Having the following input:
Testing 42702434884
Testing 064352729-13
05.994.401/0001-53
Testing 134.632.125-03
I am trying to get lines containing numbers, considering only lines starting with text, and removing the text from the result,
Currently I tried the following expression:
(?!a-zA-Z)\b(\d{11}|\d{14})|(\d{3}\.\d{3}\.\d{3}\-\d{2}|\d{3}\d{3}\d{3}\-\d{2})|(\d{2}\.\d{3}.\d{3}\/\d{4}-\d{2}|\d{2}\d{3}\d{3}\d{4}-\d{2})\b
I was able to remove the text from the result, and find lines containing the patterns, but could not filter only lines starting with text.

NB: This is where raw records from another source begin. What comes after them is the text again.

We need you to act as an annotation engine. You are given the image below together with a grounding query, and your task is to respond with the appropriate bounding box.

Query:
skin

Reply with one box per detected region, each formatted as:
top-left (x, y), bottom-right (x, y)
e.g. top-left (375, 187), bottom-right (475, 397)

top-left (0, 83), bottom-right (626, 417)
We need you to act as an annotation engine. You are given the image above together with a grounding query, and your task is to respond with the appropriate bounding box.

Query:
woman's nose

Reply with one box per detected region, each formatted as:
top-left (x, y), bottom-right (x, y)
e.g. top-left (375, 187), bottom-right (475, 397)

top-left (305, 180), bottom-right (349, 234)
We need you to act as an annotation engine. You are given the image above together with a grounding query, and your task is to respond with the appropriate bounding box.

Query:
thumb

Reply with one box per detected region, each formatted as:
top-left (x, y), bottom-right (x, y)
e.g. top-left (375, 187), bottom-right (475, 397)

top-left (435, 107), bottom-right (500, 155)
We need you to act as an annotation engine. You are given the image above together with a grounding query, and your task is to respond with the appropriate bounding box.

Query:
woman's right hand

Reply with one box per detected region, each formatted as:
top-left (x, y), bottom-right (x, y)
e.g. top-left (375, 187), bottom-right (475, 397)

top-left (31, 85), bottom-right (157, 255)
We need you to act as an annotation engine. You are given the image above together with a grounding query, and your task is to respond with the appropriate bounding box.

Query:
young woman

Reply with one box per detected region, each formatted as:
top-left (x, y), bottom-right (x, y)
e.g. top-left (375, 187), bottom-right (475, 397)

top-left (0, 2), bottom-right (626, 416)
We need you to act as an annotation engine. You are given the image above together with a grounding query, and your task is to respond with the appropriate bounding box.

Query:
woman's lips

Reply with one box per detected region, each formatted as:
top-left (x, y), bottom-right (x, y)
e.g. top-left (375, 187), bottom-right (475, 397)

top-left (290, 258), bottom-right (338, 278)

Here is the result as example
How can I filter lines starting with text while removing the text from the result?
Using the negative lookahead (?!a-zA-Z)\b
with the pattern you tried is always true as what follows is a digit so it can be omitted.
Instead of using the negated lookahead (?!a-zA-Z)
you can use an anchor ^
to assert the start of the string and match 1+ times a char a-zA-Z followed by a space and make it optional (?:[a-zA-Z]+ )?
if you want to match all the examples
The append a group around all the alternations.
If you don't need all the capturing groups, you could make them non capturing (?:
instead except for the numbers that you want to keep.
The values are in group 1.
^(?:[a-zA-Z]+ )?((?:\d{11}|\d{14})|(?:\d{3}\.\d{3}\.\d{3}\-\d{2}|\d{3}\d{3}\d{3}\-\d{2})|(?:\d{2}\.\d{3}.\d{3}\/\d{4}-\d{2}|\d{2}\d{3}\d{3}\d{4}-\d{2})\b)
Note for Java to double escape the backslashes.
To get only 3 matches, you could use
^[a-zA-Z]+ ((?:\d{11}|\d{14})|(?:\d{3}\.\d{3}\.\d{3}\-\d{2}|\d{3}\d{3}\d{3}\-\d{2})|(?:\d{2}\.\d{3}.\d{3}\/\d{4}-\d{2}|\d{2}\d{3}\d{3}\d{4}-\d{2})\b)